One can also calculate r from this method:
r = PlayerWeight/(PlayerWeight + PopWeight) r = (1/PlayerVarRand)/(1/PlayerVarRand + 1/PopVarTrue) r = 1/(PlayerVarRand*(1/PlayerVarRand + 1/PopVarTrue)) r = 1/(1 + PlayerVarRand/PopVarTrue) r = PopVarTrue/(PopVarTrue + PlayerVarRand)
Whew, that was a lot of math. Once you’ve got some of that down, you can get on to the fun stuff, which is applying these formulas onto real players’ stats.
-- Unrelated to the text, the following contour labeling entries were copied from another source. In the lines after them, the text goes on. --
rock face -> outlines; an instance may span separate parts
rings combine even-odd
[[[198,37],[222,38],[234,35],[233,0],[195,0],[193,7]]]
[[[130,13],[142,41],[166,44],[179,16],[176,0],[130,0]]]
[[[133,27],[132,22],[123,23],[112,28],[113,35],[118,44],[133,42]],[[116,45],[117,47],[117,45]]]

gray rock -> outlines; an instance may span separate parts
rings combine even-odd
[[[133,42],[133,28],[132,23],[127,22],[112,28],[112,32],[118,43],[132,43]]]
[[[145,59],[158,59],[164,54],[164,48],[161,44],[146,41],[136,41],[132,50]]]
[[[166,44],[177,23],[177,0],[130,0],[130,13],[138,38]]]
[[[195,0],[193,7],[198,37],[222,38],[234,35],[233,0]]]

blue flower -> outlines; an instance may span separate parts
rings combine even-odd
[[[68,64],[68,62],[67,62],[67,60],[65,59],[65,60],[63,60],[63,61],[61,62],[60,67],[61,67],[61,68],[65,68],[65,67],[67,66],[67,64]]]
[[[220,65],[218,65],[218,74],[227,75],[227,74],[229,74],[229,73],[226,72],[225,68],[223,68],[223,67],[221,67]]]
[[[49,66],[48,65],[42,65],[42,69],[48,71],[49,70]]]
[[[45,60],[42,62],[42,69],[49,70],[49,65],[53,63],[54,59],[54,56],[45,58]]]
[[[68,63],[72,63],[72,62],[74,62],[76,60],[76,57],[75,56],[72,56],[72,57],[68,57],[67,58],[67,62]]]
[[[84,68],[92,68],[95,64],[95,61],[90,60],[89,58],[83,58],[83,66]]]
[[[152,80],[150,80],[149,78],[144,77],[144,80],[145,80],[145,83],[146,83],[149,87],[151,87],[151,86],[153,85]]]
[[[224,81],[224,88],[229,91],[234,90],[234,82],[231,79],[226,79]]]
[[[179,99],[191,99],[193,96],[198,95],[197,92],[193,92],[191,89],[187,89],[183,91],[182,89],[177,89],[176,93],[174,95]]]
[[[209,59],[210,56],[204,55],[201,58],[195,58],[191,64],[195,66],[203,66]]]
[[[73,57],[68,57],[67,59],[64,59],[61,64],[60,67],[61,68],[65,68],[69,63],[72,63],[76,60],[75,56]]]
But that will have to wait until my next post. I hope to look at some practical results both to see what they tell us about the reliability of different basketball stats, and to explore the differences between the various methods I’ve discussed in this post. I also plan on addressing the issues of choosing a population to regress to, dealing with varying opportunity levels, determining whether a “skill” exists, and using regression to the mean as part of a projection system (like Tango does with his Marcels). Until then, if anyone can answer some of the questions I’ve posed about these different methods for regressing to the mean (or correct any of the mistakes I’ve surely made), I’d love to hear from you in the comments.